You will be surprised to find a similarity in all my blogs...Guess what? No couldn't! All my blogs do have at least one question in it - just for you to scratch your brains! How can we forget the age-old link to our 'most beloved ancestral trait' (of scratching the brain)? Forgot the members of the zoo? The chimpanzees have been a wonder to watch always - but somewhere we excel! I mean human beings excel...and this desire to excel more takes us into an illusion.

Illusion? Well...the touch of it, is a feeling which not many desire. So, it is always preferable to let the practical tinge bite you, after all - you need to stay glued to reality at times. Things became worse for me when I landed myself in a disillusioned state of affairs trying to gather bits from the neighbourhood - only ending up in self pity.


The thought of staring at the blank endless blue sky sometimes augmented the situation of my getting stabbed by illusion. I fought back, tried hard and conquered at the end to my surprise..Want to know how? Read my next blog for the continued era of events...!

Who's there???

A face in the dark? Have you been haunted by such images? Did you fear them? How did you tackle the atrocities that your mind had to offer? Is there too many questions on the block? I did many a times got haunted by such dark figures...face were dreadful, tried to escape it, but in vain! The more I tried to shun away, more firmly its grip entangled me...I was totally in the loop.

Life showed its patterns (mainly geometrical) in varied manners - thus I adopted the strategy to smile back at the dark face in the dark... I don't know whether it saw me, but I enjoyed laughing back at it. I had no reasons to escape, I realised. The pang of pain slowly eased out, making me get the fresh feel of those lovely wild flowers.


I also realised the canvas of life needs to be made colorful, otherwise the grey shades might be too much in quantum to overshadow you. I learnt to breathe deep, I also learnt to hide tears, I learnt to pass through the Looooooonnnnnggggggggg tunnel, I learnt to fight back, I learnt not to lean down but walk upright and straight. The words wouldn't be enough to pen down the exact timely feelings, but I shall definitely try to send across a message to all who are reading my blog.


Learn to fight, live to smile - because we are born for it. Check the difference - and I am sure you will (even by 0.5%) by following this.



Random thoughts((::))

Thoughts bewildered...feelings entangled and emotions disintegrated - that is what is my status at present.
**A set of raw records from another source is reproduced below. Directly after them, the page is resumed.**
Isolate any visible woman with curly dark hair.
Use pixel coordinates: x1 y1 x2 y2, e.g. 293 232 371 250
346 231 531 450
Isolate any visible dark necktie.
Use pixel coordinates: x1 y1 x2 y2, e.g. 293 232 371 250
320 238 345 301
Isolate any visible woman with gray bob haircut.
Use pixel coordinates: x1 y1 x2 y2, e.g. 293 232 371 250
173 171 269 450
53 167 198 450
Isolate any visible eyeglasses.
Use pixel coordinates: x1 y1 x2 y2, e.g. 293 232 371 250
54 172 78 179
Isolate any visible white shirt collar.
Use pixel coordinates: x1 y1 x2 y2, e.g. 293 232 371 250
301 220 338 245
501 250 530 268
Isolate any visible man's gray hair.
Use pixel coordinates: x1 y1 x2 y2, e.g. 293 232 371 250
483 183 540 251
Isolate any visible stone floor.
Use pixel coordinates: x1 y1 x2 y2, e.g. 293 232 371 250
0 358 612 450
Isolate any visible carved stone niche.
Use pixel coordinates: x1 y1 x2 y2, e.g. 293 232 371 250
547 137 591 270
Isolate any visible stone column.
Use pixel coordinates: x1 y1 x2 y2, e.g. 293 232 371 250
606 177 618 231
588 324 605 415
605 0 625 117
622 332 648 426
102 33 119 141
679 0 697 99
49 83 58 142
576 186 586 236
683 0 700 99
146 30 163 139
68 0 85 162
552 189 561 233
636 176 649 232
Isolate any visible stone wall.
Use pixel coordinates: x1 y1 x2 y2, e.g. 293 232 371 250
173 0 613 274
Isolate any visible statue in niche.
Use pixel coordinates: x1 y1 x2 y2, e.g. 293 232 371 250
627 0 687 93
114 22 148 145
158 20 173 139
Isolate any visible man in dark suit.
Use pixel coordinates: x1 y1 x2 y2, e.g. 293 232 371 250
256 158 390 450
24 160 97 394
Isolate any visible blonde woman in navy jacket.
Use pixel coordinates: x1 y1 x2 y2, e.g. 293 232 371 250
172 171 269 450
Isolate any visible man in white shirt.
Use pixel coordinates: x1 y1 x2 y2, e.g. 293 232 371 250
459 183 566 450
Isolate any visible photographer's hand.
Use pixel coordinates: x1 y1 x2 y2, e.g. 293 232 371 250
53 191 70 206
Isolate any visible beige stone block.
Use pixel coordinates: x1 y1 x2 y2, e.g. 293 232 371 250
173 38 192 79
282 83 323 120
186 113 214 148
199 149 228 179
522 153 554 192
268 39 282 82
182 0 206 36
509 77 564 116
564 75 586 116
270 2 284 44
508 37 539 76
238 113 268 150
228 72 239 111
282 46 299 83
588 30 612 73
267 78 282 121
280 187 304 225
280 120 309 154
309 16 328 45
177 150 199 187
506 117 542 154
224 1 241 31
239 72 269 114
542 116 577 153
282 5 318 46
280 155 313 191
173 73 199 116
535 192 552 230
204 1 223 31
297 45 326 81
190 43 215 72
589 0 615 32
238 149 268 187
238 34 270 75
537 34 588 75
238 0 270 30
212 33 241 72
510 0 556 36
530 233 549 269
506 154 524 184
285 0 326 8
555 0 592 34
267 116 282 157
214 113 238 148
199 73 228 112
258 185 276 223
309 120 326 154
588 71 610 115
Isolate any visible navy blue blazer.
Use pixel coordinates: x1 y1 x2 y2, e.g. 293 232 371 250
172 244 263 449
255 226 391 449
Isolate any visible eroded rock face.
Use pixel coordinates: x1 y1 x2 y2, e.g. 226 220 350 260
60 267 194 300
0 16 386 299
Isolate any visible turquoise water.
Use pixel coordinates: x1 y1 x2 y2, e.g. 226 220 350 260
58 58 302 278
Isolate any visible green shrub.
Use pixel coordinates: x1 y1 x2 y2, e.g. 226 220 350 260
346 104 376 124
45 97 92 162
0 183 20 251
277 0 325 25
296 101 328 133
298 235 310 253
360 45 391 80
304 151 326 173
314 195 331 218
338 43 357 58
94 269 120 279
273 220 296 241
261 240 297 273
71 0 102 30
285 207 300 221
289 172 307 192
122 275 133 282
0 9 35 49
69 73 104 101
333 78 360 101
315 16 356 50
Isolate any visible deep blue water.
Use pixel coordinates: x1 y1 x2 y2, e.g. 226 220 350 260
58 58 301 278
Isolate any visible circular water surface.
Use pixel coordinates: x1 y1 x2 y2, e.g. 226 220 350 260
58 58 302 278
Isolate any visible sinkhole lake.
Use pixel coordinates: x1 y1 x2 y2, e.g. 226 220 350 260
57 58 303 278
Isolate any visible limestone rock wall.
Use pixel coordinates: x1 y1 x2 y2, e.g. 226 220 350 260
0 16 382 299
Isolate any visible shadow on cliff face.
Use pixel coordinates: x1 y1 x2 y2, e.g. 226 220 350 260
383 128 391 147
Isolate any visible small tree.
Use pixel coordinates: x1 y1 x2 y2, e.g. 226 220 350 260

Work is worship - made to believe this adage right from the time I gathered senses - and another maxim which comes to mind - ' All work and no play' makes Jack a dull boy... Now, will all worship logically make Jack a dull boy? It's upto you to decide. For me, the disintegrated, entangled and bewildered thoughts should get diluted to ease the mind, otherwise peace shall not be found. I aim to attain peace - strategy is to laugh and let others laugh. Work till a limit that you can worship your own feelings and emotions - don't let it dry out. A desert (inspite of an oasis) is not desirable. Life comes as a chance to us - chance to live the moment, chance to let others enjoy the moment with you, chance to enrich yourself and 'flow with the flow'. You surely wouldn't like to become 'post dated'!!

Make yourself indispensable - that is how one will feel your absence...Presence is something which is void, nullify it with your absence.